EMPLOI - Le gouvernement espagnol a débloqué mi-octobre un fonds de soutien pour 200 entreprises volontaires, qui expérimentent le passage à la semaine de quatre jours. L'objectif : booster la productivité, améliorer le bien-être au travail et favoriser l'embauche.
Même les plus grandes entreprises tentent l’expérimentation : au siège de la célèbre marque de prêt-à-porter espagnole Desigual à Barcelone, tout le monde part en week-end le jeudi soir. Le passage à la semaine de quatre jours de travail a été approuvée le 7 octobre dernier par 86% des employés du site, une aubaine selon la direction. "Nous sommes convaincus que cela rend la compagnie plus attractive, que cela nous permettra d’attirer de nouveaux talents et que tout le monde sera plus motivé", explique Alberto Ojinaga, directeur général de l’entreprise dans le reportage en tête de cet article.
Le changement d’emploi du temps permet aussi à la société de réaliser des économies. Si cette initiative ne s’applique pas aux vendeurs des boutiques, au contact des clients, les 500 employés de bureau concernés passeront eux de 39,5 heures de travail par semaine à 34,5 heures. Et verront ainsi leur salaire baisser de 6,5%.
"Naturellement, il y a quelques employés qui ne veulent pas s’associer à ce projet, et nous ne pouvons pas les forcer à travailler sous ces nouvelles conditions, explique le directeur général. Ils ont la possibilité de résilier leur contrat de travail." Ils sont donc obligés de perdre leur emploi, et pourront bénéficier d’une assurance chômage.
Travailler moins pour gagner moins
Mais la perspective a convaincu une majorité de salariés, dont Aixa Cama Escrigas, ravie par ce changement et prête à travailler moins pour gagner moins. "C’est vrai que l’on arrive avec plus d’énergie le lundi, on est plus reposés, c’est comme avoir des petites vacances chaque semaine, souligne-t-elle. On se plaint toujours de ne pas avoir assez de temps pour nous, alors je compte profiter de ce nouveau temps libre pour prendre des cours par exemple."
Le gouvernement espagnol socialiste espère toutefois favoriser ce changement d’emploi du temps sans baisser les salaires. Pour ce faire, il a débloqué le 11 octobre dernier 10 millions d’euros pour aider les entreprises qui souhaitent réduire le temps de travail de 40 à 32 heures hebdomadaires. Une initiative lancée par le parti de gauche Más País, qui espérait toutefois obtenir 50 millions d’euros d’investissements.

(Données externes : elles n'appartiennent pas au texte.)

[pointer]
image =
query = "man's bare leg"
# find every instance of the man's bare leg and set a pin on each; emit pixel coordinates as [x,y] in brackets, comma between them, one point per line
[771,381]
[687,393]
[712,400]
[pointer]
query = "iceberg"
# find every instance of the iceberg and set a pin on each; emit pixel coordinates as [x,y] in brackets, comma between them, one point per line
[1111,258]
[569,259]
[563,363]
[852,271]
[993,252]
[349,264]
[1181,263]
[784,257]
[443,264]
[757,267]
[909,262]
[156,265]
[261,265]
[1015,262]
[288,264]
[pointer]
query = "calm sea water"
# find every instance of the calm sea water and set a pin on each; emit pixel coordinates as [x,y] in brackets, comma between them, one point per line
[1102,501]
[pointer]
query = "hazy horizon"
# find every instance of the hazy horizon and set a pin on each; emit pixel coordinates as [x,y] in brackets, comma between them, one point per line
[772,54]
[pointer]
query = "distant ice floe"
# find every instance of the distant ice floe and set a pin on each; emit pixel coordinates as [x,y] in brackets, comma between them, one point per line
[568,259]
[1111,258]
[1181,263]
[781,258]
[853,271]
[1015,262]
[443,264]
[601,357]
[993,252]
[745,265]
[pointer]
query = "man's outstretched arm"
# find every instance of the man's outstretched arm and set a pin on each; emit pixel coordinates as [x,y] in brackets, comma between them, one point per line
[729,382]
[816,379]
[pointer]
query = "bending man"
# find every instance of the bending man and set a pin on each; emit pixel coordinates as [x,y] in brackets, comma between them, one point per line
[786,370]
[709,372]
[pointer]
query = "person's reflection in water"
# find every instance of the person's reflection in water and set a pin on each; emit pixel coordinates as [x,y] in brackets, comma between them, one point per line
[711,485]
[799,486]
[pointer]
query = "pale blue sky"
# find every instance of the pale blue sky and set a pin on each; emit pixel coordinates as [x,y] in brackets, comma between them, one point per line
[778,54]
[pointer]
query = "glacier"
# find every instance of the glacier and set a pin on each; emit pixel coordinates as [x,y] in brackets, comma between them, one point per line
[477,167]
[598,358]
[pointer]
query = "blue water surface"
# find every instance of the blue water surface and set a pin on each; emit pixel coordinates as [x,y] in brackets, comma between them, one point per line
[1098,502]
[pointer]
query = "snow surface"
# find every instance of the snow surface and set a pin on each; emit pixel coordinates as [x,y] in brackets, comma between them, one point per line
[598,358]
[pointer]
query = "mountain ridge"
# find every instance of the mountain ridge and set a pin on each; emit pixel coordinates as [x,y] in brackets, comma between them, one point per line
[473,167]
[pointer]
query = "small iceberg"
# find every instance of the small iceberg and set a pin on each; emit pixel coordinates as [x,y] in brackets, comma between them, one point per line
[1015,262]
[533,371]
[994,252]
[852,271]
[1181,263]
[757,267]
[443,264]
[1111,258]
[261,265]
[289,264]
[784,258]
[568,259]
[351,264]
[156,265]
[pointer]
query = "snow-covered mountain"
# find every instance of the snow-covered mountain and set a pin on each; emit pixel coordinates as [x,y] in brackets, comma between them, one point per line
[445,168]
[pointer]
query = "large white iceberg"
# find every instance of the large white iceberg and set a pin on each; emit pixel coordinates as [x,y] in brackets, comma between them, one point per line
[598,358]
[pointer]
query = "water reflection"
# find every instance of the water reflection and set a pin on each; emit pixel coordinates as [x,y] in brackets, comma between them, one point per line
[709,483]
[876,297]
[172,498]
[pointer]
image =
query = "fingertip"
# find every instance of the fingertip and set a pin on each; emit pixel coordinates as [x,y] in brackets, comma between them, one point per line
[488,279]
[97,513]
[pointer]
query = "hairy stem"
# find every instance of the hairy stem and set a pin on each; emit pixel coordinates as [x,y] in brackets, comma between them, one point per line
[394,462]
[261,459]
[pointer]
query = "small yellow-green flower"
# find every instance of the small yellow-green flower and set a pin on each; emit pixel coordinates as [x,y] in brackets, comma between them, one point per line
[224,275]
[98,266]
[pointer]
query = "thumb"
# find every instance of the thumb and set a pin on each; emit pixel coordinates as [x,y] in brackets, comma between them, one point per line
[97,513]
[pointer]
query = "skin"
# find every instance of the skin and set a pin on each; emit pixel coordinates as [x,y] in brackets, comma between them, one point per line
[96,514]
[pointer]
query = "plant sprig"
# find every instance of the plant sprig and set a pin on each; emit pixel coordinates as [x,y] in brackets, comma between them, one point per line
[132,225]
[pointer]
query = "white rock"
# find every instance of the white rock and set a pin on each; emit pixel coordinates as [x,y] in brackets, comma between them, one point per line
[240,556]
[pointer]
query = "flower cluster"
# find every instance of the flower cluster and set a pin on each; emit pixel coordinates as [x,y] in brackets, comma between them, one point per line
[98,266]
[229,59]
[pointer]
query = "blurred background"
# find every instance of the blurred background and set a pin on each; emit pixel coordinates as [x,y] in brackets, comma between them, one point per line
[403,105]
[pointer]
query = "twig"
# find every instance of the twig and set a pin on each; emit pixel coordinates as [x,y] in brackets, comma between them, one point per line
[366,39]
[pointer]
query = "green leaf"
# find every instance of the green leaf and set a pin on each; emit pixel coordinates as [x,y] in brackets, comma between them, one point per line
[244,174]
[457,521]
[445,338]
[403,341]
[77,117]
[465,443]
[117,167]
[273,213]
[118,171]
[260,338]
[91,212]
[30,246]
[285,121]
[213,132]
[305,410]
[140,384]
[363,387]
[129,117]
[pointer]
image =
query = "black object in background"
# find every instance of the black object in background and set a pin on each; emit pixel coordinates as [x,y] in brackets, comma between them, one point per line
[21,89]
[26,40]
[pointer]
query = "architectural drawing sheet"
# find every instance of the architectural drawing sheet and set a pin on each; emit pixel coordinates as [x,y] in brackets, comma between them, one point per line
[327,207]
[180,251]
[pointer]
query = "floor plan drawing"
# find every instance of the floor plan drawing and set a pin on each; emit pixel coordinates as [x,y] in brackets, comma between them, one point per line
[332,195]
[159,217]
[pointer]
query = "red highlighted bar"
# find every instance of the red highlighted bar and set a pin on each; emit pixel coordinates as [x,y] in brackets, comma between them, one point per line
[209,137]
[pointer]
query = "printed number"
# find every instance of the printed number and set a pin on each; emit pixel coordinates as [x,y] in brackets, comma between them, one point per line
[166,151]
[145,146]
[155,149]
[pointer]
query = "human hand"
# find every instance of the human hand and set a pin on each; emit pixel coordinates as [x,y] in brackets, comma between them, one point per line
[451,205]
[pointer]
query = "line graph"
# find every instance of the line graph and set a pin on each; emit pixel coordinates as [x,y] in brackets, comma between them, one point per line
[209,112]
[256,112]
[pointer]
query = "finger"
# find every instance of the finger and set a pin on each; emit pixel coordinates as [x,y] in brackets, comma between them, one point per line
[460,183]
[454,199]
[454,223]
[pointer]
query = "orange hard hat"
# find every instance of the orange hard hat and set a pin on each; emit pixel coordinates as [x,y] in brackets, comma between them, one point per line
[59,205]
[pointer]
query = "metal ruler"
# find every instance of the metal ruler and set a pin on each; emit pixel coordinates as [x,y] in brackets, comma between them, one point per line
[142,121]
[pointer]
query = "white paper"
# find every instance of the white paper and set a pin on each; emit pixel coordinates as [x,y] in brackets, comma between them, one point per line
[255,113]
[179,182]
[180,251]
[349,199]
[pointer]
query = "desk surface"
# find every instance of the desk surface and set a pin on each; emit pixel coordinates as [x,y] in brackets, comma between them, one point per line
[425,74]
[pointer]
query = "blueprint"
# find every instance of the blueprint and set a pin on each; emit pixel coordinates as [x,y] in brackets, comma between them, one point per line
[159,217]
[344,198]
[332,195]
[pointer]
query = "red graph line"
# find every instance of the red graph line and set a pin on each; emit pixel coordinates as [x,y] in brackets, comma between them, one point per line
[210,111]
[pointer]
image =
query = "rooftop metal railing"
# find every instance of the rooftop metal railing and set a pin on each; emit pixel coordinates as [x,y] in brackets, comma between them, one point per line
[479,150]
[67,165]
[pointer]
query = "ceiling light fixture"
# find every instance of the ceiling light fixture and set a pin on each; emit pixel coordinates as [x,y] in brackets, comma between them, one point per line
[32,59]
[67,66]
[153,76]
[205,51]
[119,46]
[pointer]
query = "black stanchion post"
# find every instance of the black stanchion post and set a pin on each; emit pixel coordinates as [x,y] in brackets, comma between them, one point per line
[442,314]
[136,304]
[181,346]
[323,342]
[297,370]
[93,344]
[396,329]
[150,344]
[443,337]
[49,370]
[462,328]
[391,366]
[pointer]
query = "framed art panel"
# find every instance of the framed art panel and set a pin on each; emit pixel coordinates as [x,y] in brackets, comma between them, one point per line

Dans un pays à fort taux de chômage - 15% environ contre 8% en France - l’idée est de créer de l’emploi en réduisant le temps de travail individuel. L’entreprise de logiciel DelSol, la première entreprise espagnol à tenter la semaine de quatre jours au début de l’année 2020, a embauché 20 nouvelles recrues et a vu son chiffre d’affaires augmenter de 20%, relèvent Le Parisien et franceinfo.
Un dispositif surtout adapté au secteur des nouvelles technologies
Mais pour Rafael Pampillón, professeur d’économie à l’université Ceu San Paulo de Madrid, ce changement s’annonce inapplicable dans certains secteurs. "Dans les entreprises de l’industrie ou de la construction, où les machines doivent tourner et être inspectées sans arrêt, vous ne pouvez pas vous permettre de supprimer des heures de travail", estime-t-il. Certains détracteurs affirment aussi que l’économie espagnole s’appuie beaucoup sur de petites entreprises, qui auraient du mal à mettre le dispositif en place.
Ce n’est donc pas étonnant que ce soit surtout les secteurs des nouvelles technologies, plus flexibles, qui aient sauté le pas. Dans une société de communication madrilène, le passage à la semaine de 32 heures s’est faite sans aucune réduction de salaire. "La pandémie et le télétravail nous ont fait prendre conscience que nous pouvions augmenter notre productivité et que nous étions capables de fournir autant de travail voire plus, en quatre jours seulement, indique Fernando Polo, directeur général de la société Good Rebels. À nous de nous organiser en faisant par exemple des réunions plus efficaces, plus courtes."
Ce nouveau modèle sera testé en Espagne par 200 entreprises volontaires sur les trois prochaines années, avec une compensation de la hausse du coût des salaires. En France, le ministère du Travail indiquait au Parisien en octobre que le passage aux quatre jours de travail est envisageable au cas par cas, par un accord d’entreprise : "Cet accord décide si la réduction du temps de travail donne lieu à des journées de RTT supplémentaires, par exemple, car il y a différents modèles envisageables".